(SURFSIDE, Fla.) — Federal investigators looking into the Surfside, Florida, condo collapse that killed 98 people in 2021 said Thursday the structure did not meet building codes when it was erected 42 years ago.
“Our preliminary analysis of the original structural design of CTS shows that the building did not meet building codes in effect at the time, nor today’s building codes,” National Institute of Standards and Technology project leader James Harris said at a public hearing. “Furthermore, there’s evidence of errors in construction and renovations that compounded those deficiencies.”
NIST cautioned that these updates are preliminary. Investigators are placing a particular emphasis on the pool deck, with NIST’s Glenn Bell saying there were pervasive concerns with the deck’s design and misplaced slab reinforcement, along with possible problems with planter changes, the addition of fill and paving and slab reinforcement corrosion.
“Our analysis to date shows that even absent any sudden overload or obvious initiator of a failure on that tragic night of the collapse, the conditions that existed in the pool deck slab at that time represented a serious safety concern for the building,” Bell said.
NIST is hoping to find footage from Champlain Towers South’s surveillance cameras.
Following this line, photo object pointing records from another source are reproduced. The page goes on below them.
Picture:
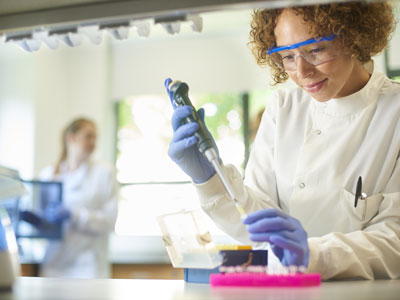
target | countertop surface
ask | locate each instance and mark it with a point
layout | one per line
(51, 288)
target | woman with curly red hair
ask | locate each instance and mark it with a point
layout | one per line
(322, 185)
It also plans to create a virtual reality model and conduct more testing.
Martin and Pablo Langesfeld, whose sister and daughter Nicole died during the collapse, spoke at the meeting.
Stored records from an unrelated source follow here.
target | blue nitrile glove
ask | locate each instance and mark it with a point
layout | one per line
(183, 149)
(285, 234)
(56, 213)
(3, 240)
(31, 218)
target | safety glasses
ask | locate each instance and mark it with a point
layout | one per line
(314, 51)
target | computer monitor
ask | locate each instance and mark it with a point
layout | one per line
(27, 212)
“What many of the affected families find most troubling is the possibility of new development on the site of the collapse,” Martin Langesfeld said, referring to plans filed on Monday for new condominiums that could be built starting in 2024.
He went on, “You have repeatedly mentioned that NIST will inform the public if any signs of danger are discovered but how will this work if the building has already been developed?”
If approved and ultimately constructed, the new luxury development at the site of the collapse would be 12 stories tall, just like Champlain Towers South. In a letter to Surfside officials, an attorney representing the company proposing the new building said the project “will be a significant improvement to the property and a benefit to the area.”
The developer bought the property last year for $120 million.
NIST’s investigation will not be finished until May 2024 at the earliest. The final report could take an additional year.
“We do not need hypotheses. We need concrete answers,” Pablo Langesfeld said. “While I understand that a proper investigation takes time, it feels like an excessive delay.”